Os Programas de Transferência Condicionada de Renda analisados, apresentam semelhanças e diferenças. Os pontos distintos estão nas formas como as famílias são inseridas nos programas. A semelhança está no ponto de vista conceitual, pois os mesmos possuem foco nas famílias pobres e extremamente pobres, na exigência do cumprimento das condicionalidades e tem as mulheres como beneficiárias preferenciais. O México, Chile, Argentina e Peru optaram pela introdução dos PTCRs, pois conseguem atingir grande parte de seus objetivos relacionados às políticas de proteção social. Os resultados sugerem que esses programas vêm se consolidando como um instrumento que contribui para a redução da pobreza e melhoria da qualidade de vida das famílias beneficiárias. No próximo capítulo será analisado o caso brasileiro, O Programa Bolsa Família, objeto de análise desse trabalho.

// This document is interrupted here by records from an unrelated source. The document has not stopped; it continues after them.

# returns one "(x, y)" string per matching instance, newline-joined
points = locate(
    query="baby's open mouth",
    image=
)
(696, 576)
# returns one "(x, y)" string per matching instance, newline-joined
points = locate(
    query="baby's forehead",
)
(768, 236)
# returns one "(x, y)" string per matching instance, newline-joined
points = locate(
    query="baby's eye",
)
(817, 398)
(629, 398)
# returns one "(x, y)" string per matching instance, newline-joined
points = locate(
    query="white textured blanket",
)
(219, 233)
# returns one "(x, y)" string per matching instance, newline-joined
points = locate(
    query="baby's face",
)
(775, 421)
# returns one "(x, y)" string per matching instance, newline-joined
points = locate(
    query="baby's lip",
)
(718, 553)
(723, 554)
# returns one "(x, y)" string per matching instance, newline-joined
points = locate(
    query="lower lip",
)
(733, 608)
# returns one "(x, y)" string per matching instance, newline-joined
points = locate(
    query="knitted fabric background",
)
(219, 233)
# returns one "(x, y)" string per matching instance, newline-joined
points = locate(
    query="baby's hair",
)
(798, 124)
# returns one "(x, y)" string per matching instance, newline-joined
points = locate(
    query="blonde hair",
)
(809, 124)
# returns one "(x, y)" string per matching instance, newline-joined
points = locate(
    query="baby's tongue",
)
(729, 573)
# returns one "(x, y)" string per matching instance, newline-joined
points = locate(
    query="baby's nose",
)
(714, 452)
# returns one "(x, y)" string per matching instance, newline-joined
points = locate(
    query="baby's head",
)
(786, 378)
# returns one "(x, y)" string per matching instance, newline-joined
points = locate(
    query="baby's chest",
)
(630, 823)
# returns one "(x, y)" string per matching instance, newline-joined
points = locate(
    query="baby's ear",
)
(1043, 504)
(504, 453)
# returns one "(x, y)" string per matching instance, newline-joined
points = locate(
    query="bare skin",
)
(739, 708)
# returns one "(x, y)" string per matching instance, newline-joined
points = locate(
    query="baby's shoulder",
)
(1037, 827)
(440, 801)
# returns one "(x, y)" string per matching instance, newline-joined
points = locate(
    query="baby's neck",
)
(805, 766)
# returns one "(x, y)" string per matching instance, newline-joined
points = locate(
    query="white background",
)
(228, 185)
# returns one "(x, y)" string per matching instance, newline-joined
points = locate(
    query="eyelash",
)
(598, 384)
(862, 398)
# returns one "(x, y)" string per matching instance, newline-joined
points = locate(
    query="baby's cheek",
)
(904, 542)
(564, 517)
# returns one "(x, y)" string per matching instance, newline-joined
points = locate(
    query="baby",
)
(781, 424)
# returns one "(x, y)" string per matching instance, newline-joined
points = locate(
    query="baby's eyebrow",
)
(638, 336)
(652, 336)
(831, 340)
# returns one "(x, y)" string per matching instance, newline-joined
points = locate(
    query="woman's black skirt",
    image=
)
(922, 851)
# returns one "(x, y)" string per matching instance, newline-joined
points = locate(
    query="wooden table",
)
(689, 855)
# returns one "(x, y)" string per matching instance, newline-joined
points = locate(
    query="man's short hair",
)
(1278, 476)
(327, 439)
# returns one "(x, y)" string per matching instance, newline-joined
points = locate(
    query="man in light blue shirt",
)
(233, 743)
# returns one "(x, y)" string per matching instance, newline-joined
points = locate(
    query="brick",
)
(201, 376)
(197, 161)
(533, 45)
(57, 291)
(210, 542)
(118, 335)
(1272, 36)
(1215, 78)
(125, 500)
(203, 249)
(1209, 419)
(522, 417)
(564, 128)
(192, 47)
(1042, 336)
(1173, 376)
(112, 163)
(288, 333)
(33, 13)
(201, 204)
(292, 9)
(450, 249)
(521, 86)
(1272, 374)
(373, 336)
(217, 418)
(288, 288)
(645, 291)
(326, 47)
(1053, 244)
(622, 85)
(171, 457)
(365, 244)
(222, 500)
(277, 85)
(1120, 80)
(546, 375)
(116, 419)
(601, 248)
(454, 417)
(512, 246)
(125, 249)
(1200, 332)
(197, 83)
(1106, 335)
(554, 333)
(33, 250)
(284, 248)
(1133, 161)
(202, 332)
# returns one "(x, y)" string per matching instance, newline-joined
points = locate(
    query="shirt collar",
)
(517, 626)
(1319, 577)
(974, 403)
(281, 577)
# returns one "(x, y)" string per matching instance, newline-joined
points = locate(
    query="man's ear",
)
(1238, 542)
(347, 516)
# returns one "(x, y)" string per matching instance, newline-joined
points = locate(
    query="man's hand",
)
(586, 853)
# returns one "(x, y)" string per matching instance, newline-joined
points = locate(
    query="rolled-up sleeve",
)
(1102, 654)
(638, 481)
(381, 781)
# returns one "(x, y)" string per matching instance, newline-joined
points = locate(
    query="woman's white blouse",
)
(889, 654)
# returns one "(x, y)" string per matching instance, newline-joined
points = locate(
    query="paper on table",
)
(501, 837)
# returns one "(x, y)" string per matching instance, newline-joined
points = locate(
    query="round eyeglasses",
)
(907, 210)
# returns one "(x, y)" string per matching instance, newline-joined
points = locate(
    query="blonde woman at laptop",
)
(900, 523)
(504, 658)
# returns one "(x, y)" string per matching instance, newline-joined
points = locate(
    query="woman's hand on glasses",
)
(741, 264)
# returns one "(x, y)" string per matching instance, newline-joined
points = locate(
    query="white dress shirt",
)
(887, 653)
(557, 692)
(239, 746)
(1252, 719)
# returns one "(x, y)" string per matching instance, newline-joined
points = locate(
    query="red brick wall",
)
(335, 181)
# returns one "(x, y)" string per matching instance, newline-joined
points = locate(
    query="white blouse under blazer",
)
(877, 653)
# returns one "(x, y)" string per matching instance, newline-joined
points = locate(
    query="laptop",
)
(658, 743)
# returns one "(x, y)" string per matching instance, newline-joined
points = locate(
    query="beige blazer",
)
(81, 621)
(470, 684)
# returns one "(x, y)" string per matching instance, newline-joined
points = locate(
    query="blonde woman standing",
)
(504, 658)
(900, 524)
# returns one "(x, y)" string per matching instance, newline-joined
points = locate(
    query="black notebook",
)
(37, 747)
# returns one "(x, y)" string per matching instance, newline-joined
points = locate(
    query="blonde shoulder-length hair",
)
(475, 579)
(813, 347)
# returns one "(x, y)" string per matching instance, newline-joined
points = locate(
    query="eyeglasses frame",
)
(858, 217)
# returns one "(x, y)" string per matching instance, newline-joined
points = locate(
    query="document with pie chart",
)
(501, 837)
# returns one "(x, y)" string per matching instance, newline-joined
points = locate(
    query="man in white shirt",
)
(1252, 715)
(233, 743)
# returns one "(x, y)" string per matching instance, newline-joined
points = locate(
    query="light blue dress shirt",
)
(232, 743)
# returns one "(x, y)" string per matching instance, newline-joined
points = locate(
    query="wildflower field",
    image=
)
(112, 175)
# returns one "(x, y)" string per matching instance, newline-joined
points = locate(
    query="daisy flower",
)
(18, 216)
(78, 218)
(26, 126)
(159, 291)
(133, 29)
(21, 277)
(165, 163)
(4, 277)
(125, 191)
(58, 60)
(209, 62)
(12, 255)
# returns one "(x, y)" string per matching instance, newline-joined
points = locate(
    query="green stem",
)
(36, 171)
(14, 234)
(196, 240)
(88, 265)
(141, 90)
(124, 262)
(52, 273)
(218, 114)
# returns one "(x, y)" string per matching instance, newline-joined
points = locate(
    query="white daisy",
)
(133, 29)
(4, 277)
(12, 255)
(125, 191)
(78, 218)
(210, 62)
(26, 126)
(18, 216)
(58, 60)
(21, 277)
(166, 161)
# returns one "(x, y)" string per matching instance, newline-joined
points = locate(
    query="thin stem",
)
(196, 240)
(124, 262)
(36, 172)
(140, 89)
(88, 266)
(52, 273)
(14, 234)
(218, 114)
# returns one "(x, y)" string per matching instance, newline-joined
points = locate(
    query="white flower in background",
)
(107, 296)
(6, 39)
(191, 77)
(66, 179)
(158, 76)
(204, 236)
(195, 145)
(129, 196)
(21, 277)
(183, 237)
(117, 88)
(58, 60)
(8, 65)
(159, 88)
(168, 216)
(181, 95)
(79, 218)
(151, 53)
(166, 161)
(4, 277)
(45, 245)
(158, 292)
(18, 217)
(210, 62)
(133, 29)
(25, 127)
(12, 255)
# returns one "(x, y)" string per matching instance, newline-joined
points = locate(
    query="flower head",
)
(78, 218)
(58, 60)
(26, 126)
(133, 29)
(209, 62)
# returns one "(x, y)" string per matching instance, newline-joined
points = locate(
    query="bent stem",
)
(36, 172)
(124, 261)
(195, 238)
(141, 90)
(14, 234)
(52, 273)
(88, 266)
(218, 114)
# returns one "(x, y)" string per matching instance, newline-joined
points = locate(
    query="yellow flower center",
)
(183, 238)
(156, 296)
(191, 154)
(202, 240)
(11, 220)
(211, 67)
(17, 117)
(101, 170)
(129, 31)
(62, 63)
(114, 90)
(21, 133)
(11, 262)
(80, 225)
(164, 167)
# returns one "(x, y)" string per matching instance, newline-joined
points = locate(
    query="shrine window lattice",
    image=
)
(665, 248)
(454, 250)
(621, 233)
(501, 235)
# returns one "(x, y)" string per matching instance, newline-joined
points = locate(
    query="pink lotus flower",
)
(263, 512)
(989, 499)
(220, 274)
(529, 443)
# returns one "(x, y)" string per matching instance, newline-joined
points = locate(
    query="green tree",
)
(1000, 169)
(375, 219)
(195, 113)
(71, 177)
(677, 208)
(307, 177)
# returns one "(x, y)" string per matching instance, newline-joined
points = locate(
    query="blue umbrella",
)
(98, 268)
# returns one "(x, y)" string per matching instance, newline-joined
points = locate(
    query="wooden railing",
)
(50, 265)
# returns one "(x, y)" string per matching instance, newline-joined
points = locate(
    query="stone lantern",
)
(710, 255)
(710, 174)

3 BOLSA FAMÍLIA E DESIGUALDADE DA RENDA DOMICILIAR NO

BRASIL: ALGUMAS EVIDÊNCIAS EMPÍRICAS

Apresentação

O objetivo específico desse capítulo é mensurar, de forma exploratória, a contribuição do Programa Bolsa Família para a queda da desigualdade da renda domiciliar no Brasil, no período de 2006 a 2011. Cabe ressaltar que o objetivo do PBF é reduzir a pobreza, porém nesse trabalho, optou-se por fazer um recorte de interesse científico, isto é, analisar a contribuição do programa para a redução da desigualdade de renda. Na primeira parte foram apresentadas algumas características do Programa Bolsa Família, incluindo suas condicionalidades e taxa de cobertura, além de alguns resultados da literatura especializada brasileira sobre as relações entre o Bolsa Família e a desigualdade da renda domiciliar. Na segunda, formaliza-se a técnica matemática de decomposição utilizada para as oito fontes de renda, macrorregiões e regiões metropolitanas, como também são apresentadas as considerações metodológicas sobre as variáveis do modelo, com o propósito de se identificar a natureza da técnica adotada e suas virtudes, além de possíveis limitações metodológicas. Finalmente, na última subdivisão dessa segunda seção, são apresentados os resultados das decomposições.